Dolar yukarı, yabancı dışarı!

Alaattin AKTAŞ
Alaattin AKTAŞ EKO ANALİZ ala.aktas@gmail.com

Ekimden sonra kasım ayında çok daha olumsuz bir tabloyla karşılaştık. Ekim ayında yabancılar hisse senedinde 470 milyon dolarlık alım yapmış, devlet iç borçlanma senedindeki 1.2 milyar dolarlık çıkışla net çıkış 730 milyon dolar olarak gerçekleşmişti.

Kasımda durum çok daha olumsuza döndü. Yabancı yatırımcılar kasım ayında 491 milyon dolarlık hisse senedi, 2.1 milyar dolarlık da devlet iç borçlanma senedi sattılar. Böylece kasım ayındaki toplam çıkış 2.6 milyar dolara ulaştı.

Devlet iç borçlanma senedine ilişkin giriş-çıkışta ilk dokuz ay ile son iki ay kıyaslamasında çok dramatik bir tabloyla karşı karşıyayız. Yabancı yatırımcılar yılın ilk dokuz ayında 4.2 milyar dolarlık DİBS almışlardı. Ama eylülde 1.2 milyar, ekimde 2.1 milyar dolar olmak üzere son iki ayda 3.3 milyar dolarlık satış gerçekleştirildi. Böylece yabancıların ilk on bir aydaki net DİBS alımı 913 milyon dolara indi.

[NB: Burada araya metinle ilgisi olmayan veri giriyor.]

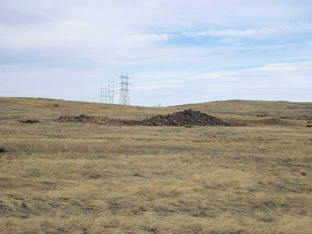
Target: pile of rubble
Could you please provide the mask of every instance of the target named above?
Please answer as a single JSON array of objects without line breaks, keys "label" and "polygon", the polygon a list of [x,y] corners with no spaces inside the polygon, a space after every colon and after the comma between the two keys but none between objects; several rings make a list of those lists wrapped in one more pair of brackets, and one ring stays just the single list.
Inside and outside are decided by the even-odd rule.
[{"label": "pile of rubble", "polygon": [[[106,119],[106,117],[105,118]],[[84,114],[81,114],[80,115],[61,115],[59,118],[54,120],[58,120],[61,122],[68,121],[71,122],[84,122],[94,124],[102,123],[100,121],[99,122],[98,118],[96,118],[94,116],[87,115]]]},{"label": "pile of rubble", "polygon": [[199,126],[226,126],[227,124],[217,118],[209,115],[199,111],[186,109],[183,111],[175,112],[172,115],[160,115],[150,119],[140,121],[124,120],[122,124],[127,125],[149,126],[184,126],[188,124]]}]

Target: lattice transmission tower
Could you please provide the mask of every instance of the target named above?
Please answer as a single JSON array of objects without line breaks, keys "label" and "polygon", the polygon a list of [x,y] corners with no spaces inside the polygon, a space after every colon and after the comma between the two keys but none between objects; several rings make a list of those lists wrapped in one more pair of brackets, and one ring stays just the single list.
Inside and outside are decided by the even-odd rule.
[{"label": "lattice transmission tower", "polygon": [[101,95],[101,103],[107,103],[107,99],[106,98],[107,96],[107,88],[105,88],[101,86],[100,88],[100,93]]},{"label": "lattice transmission tower", "polygon": [[125,76],[123,75],[120,77],[120,99],[119,104],[121,105],[130,105],[130,99],[129,97],[129,79],[128,73]]},{"label": "lattice transmission tower", "polygon": [[108,95],[108,97],[110,99],[110,104],[114,104],[114,93],[115,92],[115,81],[114,80],[112,81],[108,80],[108,85],[107,87],[107,94]]}]

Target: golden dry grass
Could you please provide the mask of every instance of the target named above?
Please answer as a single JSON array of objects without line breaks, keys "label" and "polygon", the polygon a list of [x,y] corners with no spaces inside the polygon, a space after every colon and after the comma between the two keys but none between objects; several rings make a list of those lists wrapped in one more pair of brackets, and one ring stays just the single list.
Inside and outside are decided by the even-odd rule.
[{"label": "golden dry grass", "polygon": [[[53,119],[140,119],[181,110],[39,99],[0,98],[0,104],[2,234],[312,229],[306,121],[124,126]],[[19,122],[29,118],[41,122]]]}]

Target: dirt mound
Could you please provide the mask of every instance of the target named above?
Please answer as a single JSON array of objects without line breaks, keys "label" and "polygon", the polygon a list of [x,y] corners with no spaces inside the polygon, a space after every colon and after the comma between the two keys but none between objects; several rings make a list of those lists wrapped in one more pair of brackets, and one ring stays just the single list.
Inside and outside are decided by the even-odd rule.
[{"label": "dirt mound", "polygon": [[59,118],[54,119],[61,122],[83,122],[94,124],[103,124],[107,116],[101,118],[91,115],[81,114],[80,115],[61,115]]},{"label": "dirt mound", "polygon": [[28,123],[31,124],[34,124],[35,123],[40,122],[40,121],[38,119],[27,119],[26,121],[24,121],[23,120],[20,120],[20,122],[21,123]]},{"label": "dirt mound", "polygon": [[184,126],[188,124],[199,126],[226,126],[227,123],[213,116],[191,109],[175,112],[172,115],[158,115],[140,121],[124,120],[125,124],[149,126]]}]

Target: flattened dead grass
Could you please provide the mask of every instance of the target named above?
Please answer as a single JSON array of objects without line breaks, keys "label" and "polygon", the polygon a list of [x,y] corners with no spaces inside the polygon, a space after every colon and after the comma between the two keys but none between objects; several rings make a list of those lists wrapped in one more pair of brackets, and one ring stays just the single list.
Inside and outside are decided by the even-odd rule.
[{"label": "flattened dead grass", "polygon": [[[312,131],[300,121],[282,128],[59,123],[54,108],[66,105],[64,114],[88,114],[72,104],[101,113],[95,104],[30,100],[2,107],[1,233],[311,228]],[[115,118],[116,106],[108,107]],[[126,117],[132,107],[125,108]],[[42,122],[18,122],[26,116]]]}]

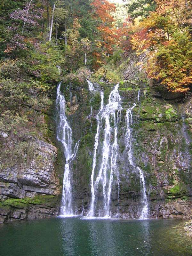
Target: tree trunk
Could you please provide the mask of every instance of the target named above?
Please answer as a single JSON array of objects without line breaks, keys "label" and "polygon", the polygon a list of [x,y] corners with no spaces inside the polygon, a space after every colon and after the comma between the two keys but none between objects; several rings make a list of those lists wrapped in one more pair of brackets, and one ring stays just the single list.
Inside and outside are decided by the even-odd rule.
[{"label": "tree trunk", "polygon": [[23,28],[22,28],[22,33],[21,35],[23,35],[23,32],[24,32],[24,29],[25,28],[25,23],[26,22],[26,21],[27,20],[27,16],[28,16],[28,14],[29,12],[29,9],[30,9],[30,6],[31,6],[31,2],[33,0],[31,0],[29,4],[29,5],[28,6],[28,8],[27,11],[27,13],[26,13],[26,16],[25,16],[25,20],[24,21],[24,23],[23,24]]},{"label": "tree trunk", "polygon": [[65,46],[67,46],[67,20],[66,19],[65,19]]},{"label": "tree trunk", "polygon": [[49,29],[50,28],[50,19],[49,16],[49,5],[47,5],[47,41],[49,39]]},{"label": "tree trunk", "polygon": [[53,4],[53,12],[51,18],[51,27],[50,28],[50,31],[49,36],[49,41],[51,41],[51,36],[52,35],[52,31],[53,28],[53,18],[54,18],[54,12],[55,11],[55,4],[54,3]]},{"label": "tree trunk", "polygon": [[56,40],[56,45],[57,46],[58,45],[58,41],[57,40],[57,34],[58,33],[58,30],[57,29],[57,20],[55,23],[55,39]]},{"label": "tree trunk", "polygon": [[87,53],[85,52],[85,65],[87,65]]}]

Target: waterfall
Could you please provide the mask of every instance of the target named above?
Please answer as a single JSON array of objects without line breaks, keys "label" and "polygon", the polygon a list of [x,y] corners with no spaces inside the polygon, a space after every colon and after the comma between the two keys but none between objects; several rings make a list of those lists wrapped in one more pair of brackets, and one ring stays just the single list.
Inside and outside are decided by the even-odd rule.
[{"label": "waterfall", "polygon": [[[93,85],[87,81],[90,91],[95,91]],[[95,136],[92,171],[91,177],[92,199],[87,216],[93,217],[95,211],[96,196],[98,192],[99,185],[102,188],[103,201],[101,206],[99,209],[99,216],[105,218],[111,215],[111,200],[112,188],[115,174],[119,181],[119,174],[116,159],[118,152],[117,140],[117,125],[119,121],[120,110],[122,109],[121,98],[118,92],[119,84],[115,87],[109,96],[108,103],[103,106],[103,93],[100,92],[101,99],[99,112],[96,116],[97,122],[97,133]],[[116,111],[117,113],[116,117]],[[111,145],[112,127],[110,124],[110,119],[114,122],[114,136]],[[105,124],[103,136],[102,159],[97,170],[95,170],[97,150],[99,144],[100,127]],[[97,171],[97,173],[95,171]],[[108,173],[109,172],[109,177]],[[94,179],[94,178],[95,179]],[[118,181],[119,182],[119,181]]]},{"label": "waterfall", "polygon": [[141,214],[140,217],[140,219],[147,219],[148,214],[148,203],[146,193],[146,186],[143,173],[142,170],[138,166],[135,166],[133,161],[133,153],[132,148],[132,136],[130,127],[130,124],[132,124],[132,110],[136,106],[134,104],[133,106],[130,108],[127,109],[126,113],[126,134],[125,136],[125,143],[126,149],[128,152],[129,160],[130,164],[134,169],[137,169],[139,172],[140,175],[140,182],[141,188],[141,197],[143,207]]},{"label": "waterfall", "polygon": [[90,92],[91,92],[92,91],[95,91],[95,88],[94,88],[94,86],[93,86],[92,83],[89,80],[87,80],[87,79],[86,80],[87,80],[87,82],[88,83],[89,91],[90,91]]},{"label": "waterfall", "polygon": [[62,143],[66,159],[63,176],[63,181],[60,214],[63,215],[71,215],[73,214],[72,206],[72,186],[71,177],[71,164],[75,157],[79,141],[72,150],[72,131],[65,115],[65,99],[60,92],[61,83],[58,87],[56,106],[58,114],[57,138]]}]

Hisse senedinde ilk dokuz ayda 655 milyon dolarlık alım yapan yabancılar, son iki ayda ise yalnızca 21 milyon dolarlık satış yaptılar.

Hisse senedi ve DİBS toplamında oluşan tablo ise şöyle: Yabancı yatırımcılar ilk dokuz ayda 4.9 milyar dolarlık hisse senedi ve DİBS aldılar. Son iki ayda ise 3.3 milyar dolarlık satış gerçekleştirildi. Dolayısıyla yılın ilk on bir ayındaki net alım 1.5 milyar dolara geriledi.

Tabloyu tersine döndürmek zor

Kulaklara kar suyu çok fena bir şekilde kaçtı bir kere. Yabancı yatırımcı Türk parasının durumuna bakıyor, çok dalgalı ve eğilim de giderek artışa işaret ediyor. Burada kazanılacak faizi silip süpürecek ve anaparayı yok edecek bir kur artışı söz konusu. Bu en başta gelen kaygı ve bundan dolayı Türk menkul kıymetlerinden uzak durma eğilimi artıyor.

Türk parasının değer kaybediyor olmasında tek başına dış etkenler rol oynuyor da değil. Elbette uluslararası konjonktürün çok büyük etkisi var TL'nin bu hızlı değer kaybında ama biz de deyim yerindeyse bu kaybı körüklemek için içeride elimizden geleni yapıyoruz.

Dolayısıyla önümüzdeki dönemde yabancı yatırımcının Türkiye'ye öyle geçmiş dönemlerdeki gibi yüklü miktarda döviz getireceğini beklemek hayalcilik olur. Kaldı ki dünyada artık eskisi gibi yüzer gezer trilyonlarca dolar yok artık. Hele hele FED faiz artırdıktan sonra bu para anavatanına dönecek.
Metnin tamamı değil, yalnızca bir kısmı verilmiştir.